Vale fazer alertas relacionados também a outras doenças, como hipertensão, diabetes e cirrose. É sempre melhor o convencimento de forma amistosa a respeito daquilo que pode fazer muito mal à saúde e, nesse sentido, com dificuldades para argumentar ou sozinho, mobilize pessoas íntimas ou próximas desse idoso (filhos, irmãos, netos, cônjuge, sobrinhos, amigos). O suporte de psicólogos e assistentes sociais também é bem-vindo e eles ajudam a mediar conflitos.
Problema pode estar nos filhos
A participação de especialistas nesse processo ainda serve para identificar se excessos estão sendo cometidos pelos filhos ou cuidadores mais jovens que o idoso. Em psicoterapia voltada para a terceira idade, se descobre como está a rotina familiar e social, os cuidados prestados, o emocional e psicológico dos indivíduos, que podem estar enfrentando dificuldades em expor o que sentem sobre perdas, desafios, descobertas e adaptações relacionados à velhice.
“Lido com muitos casos assim, em que a família relata que o idoso está lúcido, mas muito ‘indisciplinado’. Ora, se está rebelde, será que não é por que estão agindo de forma errada com ele? É necessário se colocar no lugar do idoso, que trabalhou a vida inteira, criou a todos com todo cuidado e esforço e agora é tratado como uma criança, porque os filhos acham que podem mandar nele”, informa Cláudia Messias, psicóloga do Hospital Geral de Palmas (TO). Outra psicóloga, Lara Rocha, da clínica Amar Mente e Corpo, de Salvador, e parceira da Central Nacional Unimed, cita que o envelhecimento não é uma doença e defende que o idoso seja ajudado a se “reencontrar” nessa fase.
“Que faça acompanhamento psicoterapêutico, mas também participe de grupos específicos para idosos e de apoio, além de atividades físicas e outras que para ele sejam importantes.
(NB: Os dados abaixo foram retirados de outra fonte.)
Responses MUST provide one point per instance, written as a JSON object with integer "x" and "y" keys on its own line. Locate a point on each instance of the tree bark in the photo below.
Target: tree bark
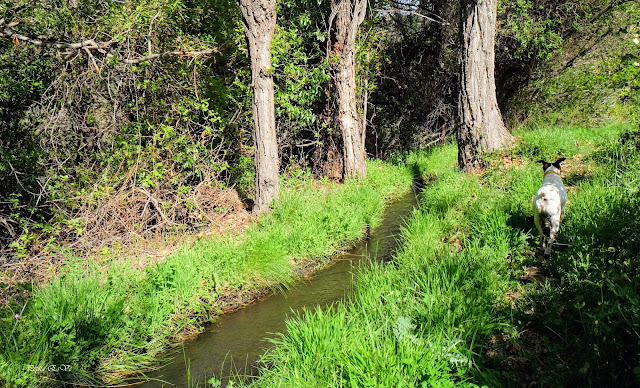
{"x": 481, "y": 127}
{"x": 259, "y": 19}
{"x": 349, "y": 15}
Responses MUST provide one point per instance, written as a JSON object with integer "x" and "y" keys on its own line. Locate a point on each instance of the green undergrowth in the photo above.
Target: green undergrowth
{"x": 451, "y": 308}
{"x": 105, "y": 320}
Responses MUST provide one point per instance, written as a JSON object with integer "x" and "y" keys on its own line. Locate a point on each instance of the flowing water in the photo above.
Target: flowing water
{"x": 236, "y": 340}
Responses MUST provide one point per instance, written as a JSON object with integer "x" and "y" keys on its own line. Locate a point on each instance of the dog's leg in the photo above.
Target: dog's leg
{"x": 538, "y": 222}
{"x": 555, "y": 227}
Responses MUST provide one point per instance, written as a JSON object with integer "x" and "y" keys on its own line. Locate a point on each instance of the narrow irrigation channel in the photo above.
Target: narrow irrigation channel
{"x": 233, "y": 344}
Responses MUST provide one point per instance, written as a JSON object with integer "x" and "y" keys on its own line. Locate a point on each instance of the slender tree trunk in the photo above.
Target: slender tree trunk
{"x": 259, "y": 19}
{"x": 349, "y": 15}
{"x": 481, "y": 126}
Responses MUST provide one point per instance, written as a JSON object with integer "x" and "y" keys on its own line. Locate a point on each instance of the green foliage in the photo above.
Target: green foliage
{"x": 431, "y": 314}
{"x": 591, "y": 83}
{"x": 109, "y": 319}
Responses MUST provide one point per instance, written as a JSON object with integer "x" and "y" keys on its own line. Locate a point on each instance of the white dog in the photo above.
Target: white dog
{"x": 548, "y": 204}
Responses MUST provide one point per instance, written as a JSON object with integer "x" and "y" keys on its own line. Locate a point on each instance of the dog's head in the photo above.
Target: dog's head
{"x": 556, "y": 164}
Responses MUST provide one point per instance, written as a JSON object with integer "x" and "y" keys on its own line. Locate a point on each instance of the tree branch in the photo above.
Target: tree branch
{"x": 6, "y": 31}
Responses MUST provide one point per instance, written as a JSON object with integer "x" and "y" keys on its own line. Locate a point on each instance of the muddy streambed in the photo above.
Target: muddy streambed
{"x": 236, "y": 340}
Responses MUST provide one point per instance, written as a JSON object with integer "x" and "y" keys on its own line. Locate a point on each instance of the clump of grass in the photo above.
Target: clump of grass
{"x": 104, "y": 321}
{"x": 432, "y": 314}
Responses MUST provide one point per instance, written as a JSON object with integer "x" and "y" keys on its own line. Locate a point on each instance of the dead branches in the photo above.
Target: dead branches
{"x": 90, "y": 46}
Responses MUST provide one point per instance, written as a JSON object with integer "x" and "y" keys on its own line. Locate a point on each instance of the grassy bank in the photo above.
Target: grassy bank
{"x": 467, "y": 303}
{"x": 106, "y": 319}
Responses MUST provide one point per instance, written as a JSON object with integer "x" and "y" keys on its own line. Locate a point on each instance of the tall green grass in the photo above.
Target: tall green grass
{"x": 429, "y": 317}
{"x": 104, "y": 320}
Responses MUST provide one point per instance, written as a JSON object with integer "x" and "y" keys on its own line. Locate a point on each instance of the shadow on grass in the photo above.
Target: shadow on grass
{"x": 581, "y": 326}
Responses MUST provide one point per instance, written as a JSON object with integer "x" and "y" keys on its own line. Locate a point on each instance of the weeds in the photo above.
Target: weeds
{"x": 110, "y": 320}
{"x": 452, "y": 308}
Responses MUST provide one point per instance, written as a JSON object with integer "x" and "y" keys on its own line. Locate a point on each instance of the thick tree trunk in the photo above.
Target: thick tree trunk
{"x": 481, "y": 126}
{"x": 259, "y": 19}
{"x": 349, "y": 15}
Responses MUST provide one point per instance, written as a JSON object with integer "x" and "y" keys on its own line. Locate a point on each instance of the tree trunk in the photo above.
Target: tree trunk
{"x": 259, "y": 19}
{"x": 349, "y": 15}
{"x": 481, "y": 126}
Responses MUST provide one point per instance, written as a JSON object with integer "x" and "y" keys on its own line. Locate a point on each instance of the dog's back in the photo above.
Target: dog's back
{"x": 548, "y": 204}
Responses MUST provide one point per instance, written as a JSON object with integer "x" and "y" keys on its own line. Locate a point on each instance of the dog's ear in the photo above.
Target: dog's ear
{"x": 545, "y": 164}
{"x": 556, "y": 164}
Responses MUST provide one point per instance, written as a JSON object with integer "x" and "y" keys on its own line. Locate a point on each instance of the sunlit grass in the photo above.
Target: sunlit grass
{"x": 427, "y": 317}
{"x": 106, "y": 320}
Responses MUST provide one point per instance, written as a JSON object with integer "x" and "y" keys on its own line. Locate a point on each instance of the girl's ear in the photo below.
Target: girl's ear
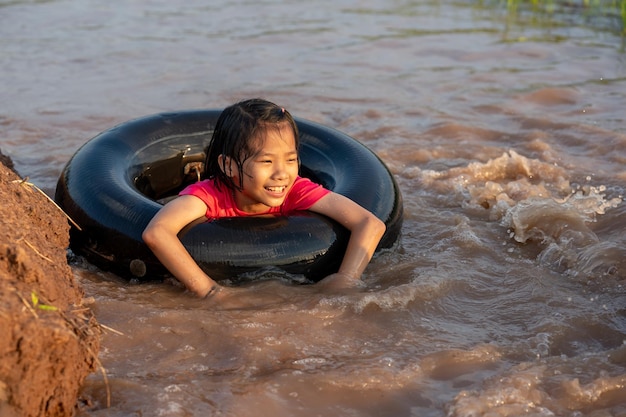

Deve ser um processo feito com cuidado.” Messias finaliza que é preciso respeitar o repertório de vida dos mais velhos, assim como suas vontades, decisões e nunca criticar, acusar e ofender, mas agir com muita paciência, educação e amor.
“Se está enfrentando dificuldades, busque fazer algum tipo de barganha. Por exemplo: ‘Pai, se você fizer tal coisa hoje ou for ao médico, vamos naquele lugar que você tanto gosta? Eu te levo’. Desse jeito. Só não passa por essa fase quem acaba morrendo cedo.”